Захариха — паразит, это точно! — сразу согласилась Люська. — А вот на товарища Чижова дед зря наговаривает. Его не любят за то, что он очень строгий. А вы знаете, какой Чижов? Он герой! Как Чапаев все равно.
Тьфу ты,—с досадой сплюнула Надя. — Сравнила! Один твой Чижов с белыми воевал, что ли?
И никакой он не мой! — огрызнулась Люська.— Чего придираетесь? Я просто за справедливость. Вот и все.
— А если за справедливость, то и говори по-справедливому,— рассудила Дина. — Надо бы все это рассказать Анне Тимофеевне. И про Пашку-кулака тоже...-
— Хватились!—присвистнула Люська. — Да Анна Тимофеевна в Крыму!
— Чего она там делает? — поинтересовалась я.
Девчонки ответили разом:
Рану старую лечит. Она же тоже воевала с белыми. На коне верхом ездила. Она была знаешь кем?
Сестрой милосердия?
Политпросвет-бойцом! — гордо выпалила Люська. — Вот какая у нас учительница. Но раз ее нет дома, пойдем к Кате-вожатой, ей расскажем.

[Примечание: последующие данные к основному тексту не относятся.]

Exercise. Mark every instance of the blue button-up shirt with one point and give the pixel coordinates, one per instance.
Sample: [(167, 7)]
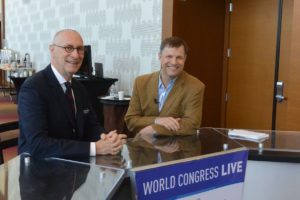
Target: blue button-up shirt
[(163, 92)]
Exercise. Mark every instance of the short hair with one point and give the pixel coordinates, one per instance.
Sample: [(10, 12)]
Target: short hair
[(174, 42)]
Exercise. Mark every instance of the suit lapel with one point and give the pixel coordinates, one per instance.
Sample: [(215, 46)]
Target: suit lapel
[(59, 94), (153, 92), (174, 93)]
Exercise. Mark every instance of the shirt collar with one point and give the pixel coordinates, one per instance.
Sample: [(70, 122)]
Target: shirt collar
[(58, 76), (161, 85)]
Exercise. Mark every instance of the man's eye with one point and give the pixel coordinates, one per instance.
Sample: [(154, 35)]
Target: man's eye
[(69, 49)]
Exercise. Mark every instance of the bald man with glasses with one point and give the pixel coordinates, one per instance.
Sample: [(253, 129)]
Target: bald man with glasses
[(56, 117)]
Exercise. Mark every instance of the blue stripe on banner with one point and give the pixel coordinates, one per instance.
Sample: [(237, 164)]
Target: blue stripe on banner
[(184, 179)]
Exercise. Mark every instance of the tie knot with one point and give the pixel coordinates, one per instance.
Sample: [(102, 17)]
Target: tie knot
[(68, 85)]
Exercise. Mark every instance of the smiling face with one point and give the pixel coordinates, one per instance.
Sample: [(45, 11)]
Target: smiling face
[(66, 63), (172, 60)]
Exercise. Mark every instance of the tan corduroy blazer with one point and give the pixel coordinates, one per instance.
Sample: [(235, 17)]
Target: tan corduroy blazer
[(184, 101)]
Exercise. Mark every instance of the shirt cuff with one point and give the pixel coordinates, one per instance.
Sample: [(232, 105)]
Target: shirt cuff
[(93, 149)]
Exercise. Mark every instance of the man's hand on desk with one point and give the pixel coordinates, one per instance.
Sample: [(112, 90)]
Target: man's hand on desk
[(111, 143), (170, 123)]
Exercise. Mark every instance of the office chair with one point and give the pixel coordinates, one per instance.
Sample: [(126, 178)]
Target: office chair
[(9, 134)]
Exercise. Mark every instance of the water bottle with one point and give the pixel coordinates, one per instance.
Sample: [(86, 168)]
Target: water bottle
[(113, 91)]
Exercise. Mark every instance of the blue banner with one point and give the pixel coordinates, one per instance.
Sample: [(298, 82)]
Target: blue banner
[(192, 177)]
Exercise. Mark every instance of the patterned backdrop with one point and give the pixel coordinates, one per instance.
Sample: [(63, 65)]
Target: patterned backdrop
[(124, 34)]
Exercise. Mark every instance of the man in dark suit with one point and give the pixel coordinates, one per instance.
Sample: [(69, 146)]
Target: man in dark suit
[(53, 124)]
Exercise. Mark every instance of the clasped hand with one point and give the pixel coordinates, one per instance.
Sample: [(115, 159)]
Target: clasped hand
[(170, 123), (110, 143)]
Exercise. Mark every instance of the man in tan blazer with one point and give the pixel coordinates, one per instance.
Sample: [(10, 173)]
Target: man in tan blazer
[(169, 101)]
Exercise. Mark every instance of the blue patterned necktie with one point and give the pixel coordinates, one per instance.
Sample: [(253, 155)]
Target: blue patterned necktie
[(70, 98)]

Пусть идет Динка,— предлжила Надя. — Она пионерка — пусть с Катей и разговаривает. А нам Катя может и не поверить.
Я удивилась:
— А вы с Люськой разве не пионерки?
Надя покраснела по самые уши, видимо вспомнила что-то неприятное, и отрицательно покачала головой:
— Нас пока не приняли. Люську за плохие отметки, а меня за то, что в церковь на пасху с тетками ходила...
— Так вам и надо! — безжалостно изрекла я.
Дину мы ожидали недолго. Она сказала, что Катя ее внимательно выслушала и всех нас похвалила. И наказала никому не болтать. С тем мы и разошлись по домам.
Меня очень интересовало, как выглядит внутри Успенский собор, железные тяжелые двери которого были закрыты на пудовый замок. Что там в этом соборе: иконы, ризы или монашьи гробы черные? И страшновато и любопытно. Мои подружки тоже никогда в соборе не бывали. Люська-всезнайка сказала, что собор никогда не открывают потому, что он угрожает обрушиться. Что-то не верилось, чтобы такой толстый и крепкий на вид собор мог вдруг рухнуть. Спросила я об этом сторожа Ефремыча.
Эва что! — ухмыльнулся старик. — Триста лет с гаком простоял, сколь осад выдержал, а теперь ни с того ни с сего рухнет? Да ты знаешь ли, как в старину-то строили? Не то что теперича. Раствор для кирпичей на яйцах замешивали. Каменные ядра стены не пробивали, а ты — «ру-ух-нет...»
Ну и выдумщик,— не поверила Люська Ефремычу, когда я ей передала наш с ним разговор. — «На яйцах»! — передразнила она. — Это сколько же куриц надо, чтоб яиц накопить для такой громадины?
А оброк? — резонно возразила ей Надя. — Ты что же думаешь, крепостные крестьяне сами яйца ели?
Да мне-то что? — отмахнулась Люська, припертая к стенке. — Пусть хоть на сметане, хоть на сливне все ли равно? Давайте лучше подумаем, как туда попасть.
А попасть в собор можно было только через Ефремыча, иначе никак. И стали мы улещивать хромоногого сторожа. Чуть ли не каждый день приходили на Святую гору. Площадку вокруг собора чисто-начисто подметали, цветы на могиле поэта поливали, махоркой Ефремыча снабжали, газету ему читали— чего только не делали. Ефремыч был доволен. Но как только мы заикнулись о соборе, замахал руками точно крыльями:
— И не просите! Вы что ж, хотите места меня лишить? Да пронюхает начальство — враз мне по шапке дадут...
Так в собор мы бы и не попали, если б не Вовка Баранов, одноклассник моих подружек. Он отдыхал в деревне, а возвратившись, пристал к нашей компании. Вовка мне сразу понравился. Серьезный такой, рассудительный. Он посоветовал обратиться за помощью к библиотекарю. Виталий Викентьевич, .оказывается, возглавлял районную организацию воинствующих безбожников и частенько читал в клубе лекции о религии, и сотворении мира. Виталий Викентьевич назначил нам встречу у соборных дверей в воскресенье утром.